I will try to redo as best as I can ^^
• 05-13-2011
EVOEx
Quote:

Originally Posted by Minty
thank you guys!

yes, (int) does act like (floor) I think; ah, the +.5 might be a good trick

I will try to redo as best as I can ^^

I don't think so. Casting rounds down to zero whereas floor rounds down. Meaning the two do the same for positive numbers, but the opposites for negative numbers.
• 05-13-2011
Minty
thanks EVOEx :)

yeah, I'm still having trouble with redoing the casting.... oh boy ;/

I'm just gonna move on since I can't seem to untangle the double from the int, even when I try to set all variables to be integers;

there are other C++ money sorter programs that rely on while statements, etc., so maybe that would be more appropriate
• 05-13-2011
CommonTater
Quote:

Originally Posted by Salem
Floating point - Wikipedia, the free encyclopedia
The first thing you need to know is that floats are approximations of true values.
It also makes floats useless as a data type for money.

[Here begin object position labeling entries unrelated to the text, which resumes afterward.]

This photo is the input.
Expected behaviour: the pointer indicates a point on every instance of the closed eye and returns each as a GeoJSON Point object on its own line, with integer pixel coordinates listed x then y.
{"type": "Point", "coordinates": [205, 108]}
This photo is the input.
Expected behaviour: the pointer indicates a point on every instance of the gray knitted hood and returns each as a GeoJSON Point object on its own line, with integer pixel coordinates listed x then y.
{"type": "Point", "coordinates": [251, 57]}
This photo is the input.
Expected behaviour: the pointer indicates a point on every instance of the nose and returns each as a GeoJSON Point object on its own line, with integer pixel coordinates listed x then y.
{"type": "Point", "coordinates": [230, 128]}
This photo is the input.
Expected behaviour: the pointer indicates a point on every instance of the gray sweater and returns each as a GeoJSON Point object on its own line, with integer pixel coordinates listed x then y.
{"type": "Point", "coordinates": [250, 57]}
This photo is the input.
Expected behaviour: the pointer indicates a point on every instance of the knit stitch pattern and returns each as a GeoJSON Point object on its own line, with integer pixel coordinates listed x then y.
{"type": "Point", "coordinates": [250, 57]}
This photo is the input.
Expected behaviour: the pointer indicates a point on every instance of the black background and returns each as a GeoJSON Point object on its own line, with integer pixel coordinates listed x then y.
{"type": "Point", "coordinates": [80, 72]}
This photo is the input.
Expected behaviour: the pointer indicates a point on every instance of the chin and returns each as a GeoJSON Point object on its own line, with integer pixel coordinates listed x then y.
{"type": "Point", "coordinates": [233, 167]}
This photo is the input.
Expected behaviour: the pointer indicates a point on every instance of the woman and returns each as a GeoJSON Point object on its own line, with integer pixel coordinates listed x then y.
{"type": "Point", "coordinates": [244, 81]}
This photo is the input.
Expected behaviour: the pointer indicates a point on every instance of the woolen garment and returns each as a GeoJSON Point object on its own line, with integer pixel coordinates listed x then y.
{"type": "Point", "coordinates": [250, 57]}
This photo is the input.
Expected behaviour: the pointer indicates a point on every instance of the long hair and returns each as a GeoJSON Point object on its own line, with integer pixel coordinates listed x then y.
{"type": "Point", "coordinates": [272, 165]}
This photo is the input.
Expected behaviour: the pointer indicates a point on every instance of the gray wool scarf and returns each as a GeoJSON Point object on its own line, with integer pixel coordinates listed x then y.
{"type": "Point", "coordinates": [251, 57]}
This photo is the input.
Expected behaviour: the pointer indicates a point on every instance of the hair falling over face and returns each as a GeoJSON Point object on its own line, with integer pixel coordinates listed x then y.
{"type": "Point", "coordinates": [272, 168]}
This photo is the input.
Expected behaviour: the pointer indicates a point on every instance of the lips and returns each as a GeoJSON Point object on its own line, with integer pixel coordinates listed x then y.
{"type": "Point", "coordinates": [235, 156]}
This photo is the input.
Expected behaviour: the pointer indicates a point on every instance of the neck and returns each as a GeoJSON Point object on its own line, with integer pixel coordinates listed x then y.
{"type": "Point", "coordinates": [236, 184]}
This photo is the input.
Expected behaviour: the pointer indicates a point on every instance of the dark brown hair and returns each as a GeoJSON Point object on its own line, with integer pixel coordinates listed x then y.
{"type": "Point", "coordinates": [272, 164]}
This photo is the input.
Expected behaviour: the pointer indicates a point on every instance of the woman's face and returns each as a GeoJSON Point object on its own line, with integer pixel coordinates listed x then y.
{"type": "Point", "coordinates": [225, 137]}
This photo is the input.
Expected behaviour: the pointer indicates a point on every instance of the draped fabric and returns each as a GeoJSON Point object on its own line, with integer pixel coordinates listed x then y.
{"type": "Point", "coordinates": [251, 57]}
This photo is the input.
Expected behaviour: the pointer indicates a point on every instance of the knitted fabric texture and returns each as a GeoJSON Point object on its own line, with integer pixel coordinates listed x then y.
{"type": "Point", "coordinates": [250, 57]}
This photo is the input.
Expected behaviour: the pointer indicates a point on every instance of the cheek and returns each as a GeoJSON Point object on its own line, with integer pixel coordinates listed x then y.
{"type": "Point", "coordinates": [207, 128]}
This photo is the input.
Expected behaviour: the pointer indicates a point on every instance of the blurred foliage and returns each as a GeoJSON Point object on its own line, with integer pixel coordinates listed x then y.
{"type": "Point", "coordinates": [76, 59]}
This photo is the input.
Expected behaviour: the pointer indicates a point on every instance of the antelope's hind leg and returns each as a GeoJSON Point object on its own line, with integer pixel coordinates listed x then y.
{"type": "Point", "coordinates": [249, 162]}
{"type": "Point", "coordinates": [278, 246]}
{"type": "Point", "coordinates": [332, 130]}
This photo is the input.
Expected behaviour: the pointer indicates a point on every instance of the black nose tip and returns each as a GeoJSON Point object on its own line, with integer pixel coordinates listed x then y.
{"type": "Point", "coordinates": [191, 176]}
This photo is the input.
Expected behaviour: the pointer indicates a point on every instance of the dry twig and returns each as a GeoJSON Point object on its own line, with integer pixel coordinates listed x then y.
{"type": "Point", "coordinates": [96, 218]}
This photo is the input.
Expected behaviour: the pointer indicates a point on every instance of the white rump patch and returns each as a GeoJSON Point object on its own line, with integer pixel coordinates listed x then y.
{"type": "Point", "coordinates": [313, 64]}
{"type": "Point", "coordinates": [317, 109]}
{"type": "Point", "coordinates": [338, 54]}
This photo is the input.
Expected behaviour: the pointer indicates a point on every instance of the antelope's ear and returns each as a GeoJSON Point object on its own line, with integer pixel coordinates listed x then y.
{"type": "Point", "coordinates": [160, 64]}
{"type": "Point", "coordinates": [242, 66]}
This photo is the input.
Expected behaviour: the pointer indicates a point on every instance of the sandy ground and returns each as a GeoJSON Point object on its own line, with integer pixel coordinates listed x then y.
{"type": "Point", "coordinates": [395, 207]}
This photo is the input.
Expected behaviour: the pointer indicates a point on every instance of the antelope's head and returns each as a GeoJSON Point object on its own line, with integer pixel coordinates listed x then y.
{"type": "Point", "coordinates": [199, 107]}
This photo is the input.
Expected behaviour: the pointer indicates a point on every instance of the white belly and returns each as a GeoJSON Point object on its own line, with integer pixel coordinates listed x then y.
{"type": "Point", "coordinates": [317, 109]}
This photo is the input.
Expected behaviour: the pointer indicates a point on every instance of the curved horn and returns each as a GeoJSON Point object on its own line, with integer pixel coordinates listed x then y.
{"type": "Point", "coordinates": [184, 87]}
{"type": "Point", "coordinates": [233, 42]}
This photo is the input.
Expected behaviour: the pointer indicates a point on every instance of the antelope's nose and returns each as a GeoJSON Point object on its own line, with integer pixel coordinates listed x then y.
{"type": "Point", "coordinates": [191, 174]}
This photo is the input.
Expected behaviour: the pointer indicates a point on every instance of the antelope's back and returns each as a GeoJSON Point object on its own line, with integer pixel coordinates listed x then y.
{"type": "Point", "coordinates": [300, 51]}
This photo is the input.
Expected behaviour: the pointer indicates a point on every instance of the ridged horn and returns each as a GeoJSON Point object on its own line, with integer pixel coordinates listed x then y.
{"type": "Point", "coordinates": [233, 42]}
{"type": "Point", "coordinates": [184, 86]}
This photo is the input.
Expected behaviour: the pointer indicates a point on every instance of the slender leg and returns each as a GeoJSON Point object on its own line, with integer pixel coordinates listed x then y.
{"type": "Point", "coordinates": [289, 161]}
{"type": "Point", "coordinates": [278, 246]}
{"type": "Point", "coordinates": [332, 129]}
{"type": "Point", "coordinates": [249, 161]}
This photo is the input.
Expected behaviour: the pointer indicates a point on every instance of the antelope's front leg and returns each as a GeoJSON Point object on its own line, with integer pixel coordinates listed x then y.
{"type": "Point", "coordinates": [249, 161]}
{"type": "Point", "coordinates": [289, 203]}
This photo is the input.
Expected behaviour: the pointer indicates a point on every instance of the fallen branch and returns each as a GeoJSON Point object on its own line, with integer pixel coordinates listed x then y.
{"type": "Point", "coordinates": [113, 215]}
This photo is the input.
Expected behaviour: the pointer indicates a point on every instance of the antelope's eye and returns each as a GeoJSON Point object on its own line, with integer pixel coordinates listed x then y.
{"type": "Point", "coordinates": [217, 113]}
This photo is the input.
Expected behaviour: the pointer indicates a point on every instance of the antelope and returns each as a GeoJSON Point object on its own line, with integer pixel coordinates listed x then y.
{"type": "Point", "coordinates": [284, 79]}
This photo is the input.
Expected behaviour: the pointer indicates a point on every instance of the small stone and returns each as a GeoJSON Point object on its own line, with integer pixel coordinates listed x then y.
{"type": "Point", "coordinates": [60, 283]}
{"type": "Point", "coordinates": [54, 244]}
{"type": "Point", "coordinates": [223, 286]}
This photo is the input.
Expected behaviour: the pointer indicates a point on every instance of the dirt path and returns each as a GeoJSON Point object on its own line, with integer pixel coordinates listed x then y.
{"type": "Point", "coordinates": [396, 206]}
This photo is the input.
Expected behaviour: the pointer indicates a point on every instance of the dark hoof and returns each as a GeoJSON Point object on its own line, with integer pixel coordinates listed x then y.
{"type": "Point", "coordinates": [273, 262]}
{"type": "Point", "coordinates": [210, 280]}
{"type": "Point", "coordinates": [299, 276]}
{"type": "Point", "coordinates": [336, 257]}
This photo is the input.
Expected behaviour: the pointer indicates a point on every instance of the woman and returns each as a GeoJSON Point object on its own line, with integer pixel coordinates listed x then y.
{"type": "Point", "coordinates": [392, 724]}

So whilst you might assign 15.20, it might even print 15.20, but mathematically, you have the nearest approximate value of 15.19999999.

Normally, the change giving program is best done in integer arithmetic, where you start with 1520 cents (for example).

Yes! When working with money always work in integer pennies...
Whole accounting packages are written that way for good reason.

Floating point math is always an approximation of the actual value. Integers don't guess.
• 05-16-2011
Elysia
Casting to int does not round; it truncates (is throws away the bits containing the information of the decimals, regardless of what value they are).